The Decriminalization Of All Drugs
To highlight the benefits of decriminalization when it comes to drug policy, we can learn a lot from Portugal and gain insights on hos we can implement a similar policy in the US. During the late 1990’s, Portugal faced unprecedented rates of addiction, prison overcrowding, and rapidly growing HIV epidemic. Since 2001 when Portugal first implemented decriminalization of all drugs, the country began to see surprisingly positive results.
- No major increases in drug use.
- Reduced problematic and adolescent drug abuse.
- Fewer people arrested and incarcerated for drugs.
- More people receiving drug treatment due to policies that expanded healthcare to treat drug abusers as patients and not criminals.

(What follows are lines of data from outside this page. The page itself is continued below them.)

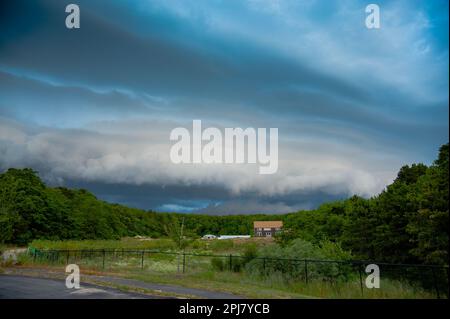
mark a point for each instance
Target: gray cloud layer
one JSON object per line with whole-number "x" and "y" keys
{"x": 95, "y": 106}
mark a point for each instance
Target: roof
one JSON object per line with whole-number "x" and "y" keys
{"x": 268, "y": 224}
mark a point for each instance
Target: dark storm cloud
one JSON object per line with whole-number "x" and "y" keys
{"x": 95, "y": 106}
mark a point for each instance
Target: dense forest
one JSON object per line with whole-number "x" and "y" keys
{"x": 408, "y": 222}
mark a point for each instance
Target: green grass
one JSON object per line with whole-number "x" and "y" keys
{"x": 200, "y": 273}
{"x": 197, "y": 245}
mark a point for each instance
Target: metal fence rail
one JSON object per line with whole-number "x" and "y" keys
{"x": 430, "y": 277}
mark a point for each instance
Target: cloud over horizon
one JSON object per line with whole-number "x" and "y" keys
{"x": 94, "y": 107}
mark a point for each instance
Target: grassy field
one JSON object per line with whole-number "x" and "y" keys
{"x": 202, "y": 271}
{"x": 198, "y": 245}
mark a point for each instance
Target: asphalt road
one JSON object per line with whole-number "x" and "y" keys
{"x": 21, "y": 287}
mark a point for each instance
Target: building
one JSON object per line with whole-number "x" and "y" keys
{"x": 267, "y": 228}
{"x": 209, "y": 236}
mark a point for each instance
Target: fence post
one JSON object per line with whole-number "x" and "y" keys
{"x": 360, "y": 280}
{"x": 306, "y": 271}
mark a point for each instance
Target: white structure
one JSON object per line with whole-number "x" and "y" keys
{"x": 209, "y": 236}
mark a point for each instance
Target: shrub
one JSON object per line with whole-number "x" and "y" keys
{"x": 290, "y": 261}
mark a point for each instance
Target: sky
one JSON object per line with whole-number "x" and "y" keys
{"x": 94, "y": 107}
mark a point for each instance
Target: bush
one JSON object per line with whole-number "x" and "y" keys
{"x": 290, "y": 261}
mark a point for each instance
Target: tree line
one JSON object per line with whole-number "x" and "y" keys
{"x": 408, "y": 222}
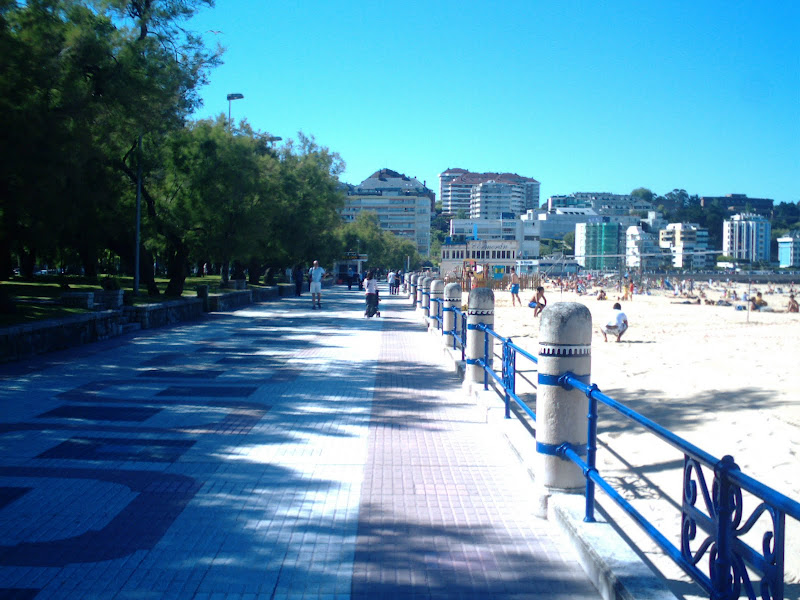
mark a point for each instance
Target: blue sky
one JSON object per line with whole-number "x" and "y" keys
{"x": 583, "y": 96}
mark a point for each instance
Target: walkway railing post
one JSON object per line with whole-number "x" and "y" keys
{"x": 452, "y": 299}
{"x": 424, "y": 298}
{"x": 437, "y": 293}
{"x": 565, "y": 338}
{"x": 480, "y": 309}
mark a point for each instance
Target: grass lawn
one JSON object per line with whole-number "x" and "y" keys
{"x": 37, "y": 299}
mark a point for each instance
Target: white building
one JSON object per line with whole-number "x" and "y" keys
{"x": 525, "y": 233}
{"x": 493, "y": 199}
{"x": 642, "y": 250}
{"x": 789, "y": 250}
{"x": 455, "y": 189}
{"x": 498, "y": 256}
{"x": 687, "y": 244}
{"x": 746, "y": 237}
{"x": 403, "y": 205}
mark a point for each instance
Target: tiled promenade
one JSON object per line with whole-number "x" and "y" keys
{"x": 272, "y": 453}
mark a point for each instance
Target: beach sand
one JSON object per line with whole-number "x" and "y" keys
{"x": 724, "y": 380}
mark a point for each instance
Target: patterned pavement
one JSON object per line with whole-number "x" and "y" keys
{"x": 272, "y": 453}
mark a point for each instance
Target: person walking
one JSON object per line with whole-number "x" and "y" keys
{"x": 538, "y": 302}
{"x": 297, "y": 276}
{"x": 315, "y": 274}
{"x": 617, "y": 323}
{"x": 515, "y": 288}
{"x": 371, "y": 295}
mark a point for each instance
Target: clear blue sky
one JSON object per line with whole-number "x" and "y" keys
{"x": 583, "y": 96}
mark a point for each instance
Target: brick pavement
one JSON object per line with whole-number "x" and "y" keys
{"x": 273, "y": 453}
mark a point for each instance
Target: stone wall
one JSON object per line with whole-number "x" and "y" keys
{"x": 23, "y": 341}
{"x": 164, "y": 313}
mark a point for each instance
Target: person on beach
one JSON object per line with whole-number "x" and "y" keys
{"x": 315, "y": 274}
{"x": 538, "y": 302}
{"x": 371, "y": 295}
{"x": 617, "y": 323}
{"x": 515, "y": 288}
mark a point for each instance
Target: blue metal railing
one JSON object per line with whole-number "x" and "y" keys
{"x": 729, "y": 556}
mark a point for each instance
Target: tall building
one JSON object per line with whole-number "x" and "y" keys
{"x": 600, "y": 245}
{"x": 746, "y": 237}
{"x": 740, "y": 203}
{"x": 455, "y": 189}
{"x": 687, "y": 244}
{"x": 789, "y": 249}
{"x": 602, "y": 203}
{"x": 492, "y": 200}
{"x": 402, "y": 203}
{"x": 642, "y": 250}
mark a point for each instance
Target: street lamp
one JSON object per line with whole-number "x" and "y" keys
{"x": 232, "y": 97}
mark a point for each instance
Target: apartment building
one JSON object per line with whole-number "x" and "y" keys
{"x": 789, "y": 250}
{"x": 402, "y": 203}
{"x": 740, "y": 203}
{"x": 687, "y": 244}
{"x": 642, "y": 250}
{"x": 455, "y": 189}
{"x": 746, "y": 237}
{"x": 600, "y": 245}
{"x": 602, "y": 203}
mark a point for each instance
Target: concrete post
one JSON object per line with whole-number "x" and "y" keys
{"x": 425, "y": 297}
{"x": 452, "y": 299}
{"x": 565, "y": 338}
{"x": 437, "y": 292}
{"x": 480, "y": 309}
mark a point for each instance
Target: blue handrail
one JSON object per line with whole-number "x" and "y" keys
{"x": 729, "y": 557}
{"x": 508, "y": 375}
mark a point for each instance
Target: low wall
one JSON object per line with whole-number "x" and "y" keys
{"x": 24, "y": 341}
{"x": 164, "y": 313}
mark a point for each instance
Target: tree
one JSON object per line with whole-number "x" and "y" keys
{"x": 643, "y": 194}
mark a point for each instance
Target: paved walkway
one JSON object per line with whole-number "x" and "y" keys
{"x": 276, "y": 453}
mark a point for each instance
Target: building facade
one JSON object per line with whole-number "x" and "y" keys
{"x": 456, "y": 188}
{"x": 740, "y": 203}
{"x": 496, "y": 256}
{"x": 746, "y": 237}
{"x": 642, "y": 250}
{"x": 600, "y": 245}
{"x": 403, "y": 205}
{"x": 789, "y": 250}
{"x": 687, "y": 244}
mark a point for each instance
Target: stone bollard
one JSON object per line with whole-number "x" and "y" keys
{"x": 480, "y": 309}
{"x": 425, "y": 298}
{"x": 565, "y": 338}
{"x": 452, "y": 299}
{"x": 436, "y": 293}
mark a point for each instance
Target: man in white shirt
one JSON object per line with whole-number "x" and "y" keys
{"x": 315, "y": 274}
{"x": 617, "y": 323}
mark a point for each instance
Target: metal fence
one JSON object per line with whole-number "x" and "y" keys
{"x": 713, "y": 523}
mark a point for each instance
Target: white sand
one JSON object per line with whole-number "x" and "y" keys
{"x": 726, "y": 381}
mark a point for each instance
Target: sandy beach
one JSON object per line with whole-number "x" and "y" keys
{"x": 725, "y": 380}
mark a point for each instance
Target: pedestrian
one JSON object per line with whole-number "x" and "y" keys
{"x": 617, "y": 323}
{"x": 538, "y": 302}
{"x": 297, "y": 275}
{"x": 315, "y": 274}
{"x": 371, "y": 295}
{"x": 515, "y": 288}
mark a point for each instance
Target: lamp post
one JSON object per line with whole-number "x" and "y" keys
{"x": 232, "y": 97}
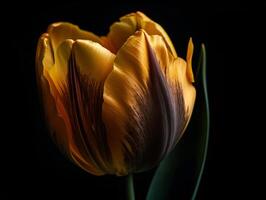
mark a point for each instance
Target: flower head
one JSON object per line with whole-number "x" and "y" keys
{"x": 115, "y": 104}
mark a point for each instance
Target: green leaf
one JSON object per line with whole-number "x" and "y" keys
{"x": 179, "y": 174}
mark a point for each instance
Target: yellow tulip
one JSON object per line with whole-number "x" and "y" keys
{"x": 115, "y": 104}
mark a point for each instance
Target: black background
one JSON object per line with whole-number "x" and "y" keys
{"x": 233, "y": 34}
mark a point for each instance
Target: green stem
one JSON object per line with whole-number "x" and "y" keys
{"x": 130, "y": 187}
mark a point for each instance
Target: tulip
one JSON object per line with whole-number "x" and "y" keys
{"x": 115, "y": 104}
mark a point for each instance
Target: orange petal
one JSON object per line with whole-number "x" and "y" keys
{"x": 93, "y": 60}
{"x": 129, "y": 24}
{"x": 137, "y": 108}
{"x": 176, "y": 72}
{"x": 189, "y": 60}
{"x": 61, "y": 31}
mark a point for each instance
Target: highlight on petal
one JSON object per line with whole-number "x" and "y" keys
{"x": 92, "y": 59}
{"x": 189, "y": 60}
{"x": 129, "y": 24}
{"x": 61, "y": 31}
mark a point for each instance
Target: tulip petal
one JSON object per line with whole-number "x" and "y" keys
{"x": 129, "y": 24}
{"x": 189, "y": 60}
{"x": 89, "y": 65}
{"x": 179, "y": 77}
{"x": 61, "y": 31}
{"x": 138, "y": 107}
{"x": 55, "y": 105}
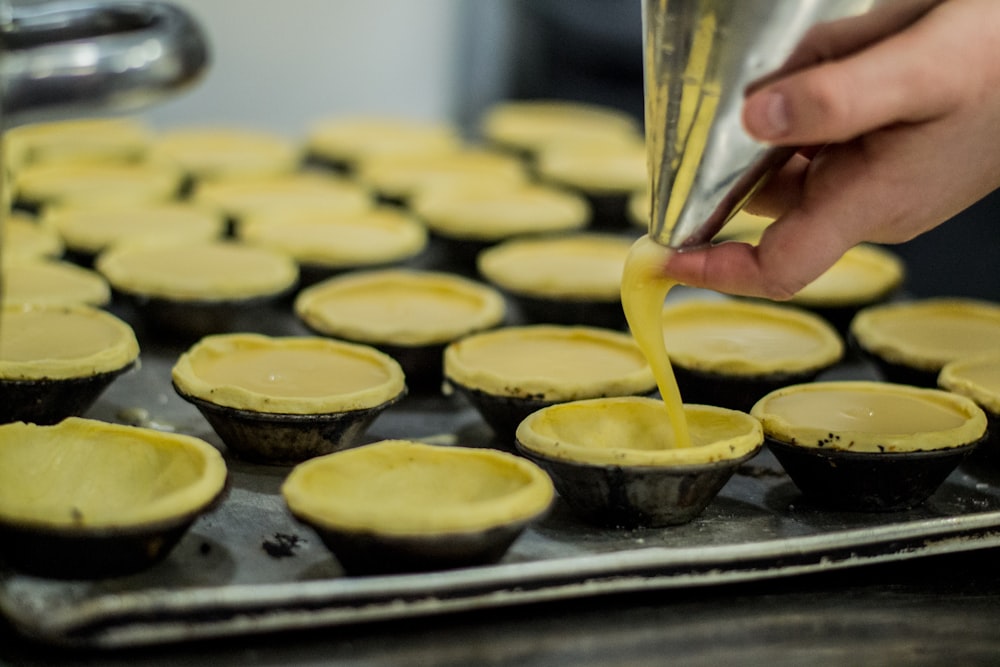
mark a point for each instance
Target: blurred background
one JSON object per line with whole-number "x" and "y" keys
{"x": 281, "y": 66}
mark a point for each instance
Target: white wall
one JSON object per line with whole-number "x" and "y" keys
{"x": 281, "y": 64}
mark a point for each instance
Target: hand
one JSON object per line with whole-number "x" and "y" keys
{"x": 900, "y": 109}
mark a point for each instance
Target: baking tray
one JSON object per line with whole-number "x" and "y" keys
{"x": 249, "y": 567}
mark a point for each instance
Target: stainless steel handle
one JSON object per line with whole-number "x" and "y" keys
{"x": 63, "y": 58}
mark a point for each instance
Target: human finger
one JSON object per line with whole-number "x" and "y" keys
{"x": 895, "y": 80}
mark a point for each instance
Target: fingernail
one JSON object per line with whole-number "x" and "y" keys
{"x": 774, "y": 117}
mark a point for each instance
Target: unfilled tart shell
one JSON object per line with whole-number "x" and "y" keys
{"x": 400, "y": 307}
{"x": 399, "y": 505}
{"x": 86, "y": 499}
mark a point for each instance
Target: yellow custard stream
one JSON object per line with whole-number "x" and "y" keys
{"x": 644, "y": 288}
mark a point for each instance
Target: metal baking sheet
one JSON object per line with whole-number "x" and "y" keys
{"x": 249, "y": 567}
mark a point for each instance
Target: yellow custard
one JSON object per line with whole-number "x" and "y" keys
{"x": 61, "y": 342}
{"x": 644, "y": 288}
{"x": 208, "y": 270}
{"x": 380, "y": 235}
{"x": 402, "y": 307}
{"x": 869, "y": 416}
{"x": 976, "y": 377}
{"x": 579, "y": 266}
{"x": 291, "y": 374}
{"x": 748, "y": 338}
{"x": 929, "y": 333}
{"x": 554, "y": 362}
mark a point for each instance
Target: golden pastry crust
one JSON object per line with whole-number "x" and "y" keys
{"x": 198, "y": 271}
{"x": 870, "y": 417}
{"x": 495, "y": 214}
{"x": 289, "y": 375}
{"x": 575, "y": 266}
{"x": 864, "y": 274}
{"x": 60, "y": 342}
{"x": 87, "y": 474}
{"x": 382, "y": 235}
{"x": 548, "y": 362}
{"x": 975, "y": 377}
{"x": 748, "y": 338}
{"x": 636, "y": 431}
{"x": 93, "y": 228}
{"x": 526, "y": 125}
{"x": 595, "y": 169}
{"x": 52, "y": 282}
{"x": 97, "y": 183}
{"x": 401, "y": 487}
{"x": 400, "y": 307}
{"x": 928, "y": 333}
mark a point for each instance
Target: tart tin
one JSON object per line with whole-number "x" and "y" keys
{"x": 48, "y": 389}
{"x": 507, "y": 390}
{"x": 281, "y": 438}
{"x": 78, "y": 534}
{"x": 193, "y": 289}
{"x": 49, "y": 401}
{"x": 866, "y": 275}
{"x": 978, "y": 378}
{"x": 714, "y": 366}
{"x": 613, "y": 461}
{"x": 408, "y": 335}
{"x": 398, "y": 506}
{"x": 280, "y": 428}
{"x": 870, "y": 468}
{"x": 909, "y": 342}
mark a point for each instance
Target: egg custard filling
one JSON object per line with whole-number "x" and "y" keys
{"x": 550, "y": 363}
{"x": 400, "y": 487}
{"x": 198, "y": 271}
{"x": 865, "y": 416}
{"x": 929, "y": 333}
{"x": 644, "y": 289}
{"x": 637, "y": 431}
{"x": 496, "y": 213}
{"x": 399, "y": 307}
{"x": 289, "y": 375}
{"x": 864, "y": 274}
{"x": 381, "y": 235}
{"x": 976, "y": 377}
{"x": 60, "y": 342}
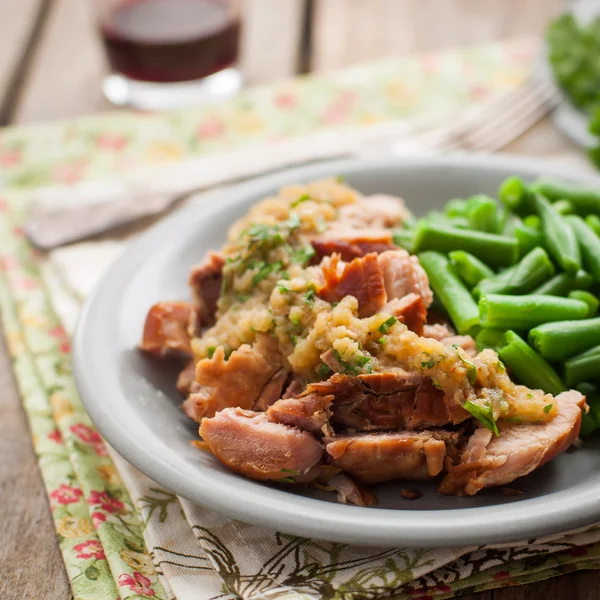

- Reduced incidence of HIV/AIDS.
- Reduced drug-induced deaths.
- Reduced social costs of drug misuse.
As huge proponents of adopting universal healthcare, drug decriminalization in the US and worldwide can be a viable alternative to the War on Drugs that has lead to many innocent deaths and incarceration.
Legalization Of Cannabis
Currently medical cannabis is legal in 29 states and recreationally legal in 8 states and in Washington, DC. It doesn’t make sense that there are legal drugs out in the market that has more negative side effects than cannabis itself, yet people end up incarcerated in prison for years because of it. Cannabis has already been proven to treat many illness that includes treating various cancers and is non-invasive. Like all states that have legalized marijuana in some shape or form, the whole nation can benefit from gaining another source of funds due to taxing the plant that can be put into important social programs such as universal healthcare and education! For example, in 2016, the cannabis industry in California generated $2,692,065,315 in total profits despite their dispensaries operating as nonprofit organizations until recreational marijuana status goes into effect during the beginning of 2018 and Colorado has generated $506 million in tax revenue from cumulative cannabis sales from 2014 to May 2017! People shouldn’t have to be put in prison for using a plant that has been used for thousands of years as treatments for medical conditions and we need to legalize industrial hemp as well because 2000 different products can be made from the hemp plant and has great potential for aiding in climate change and economical efforts.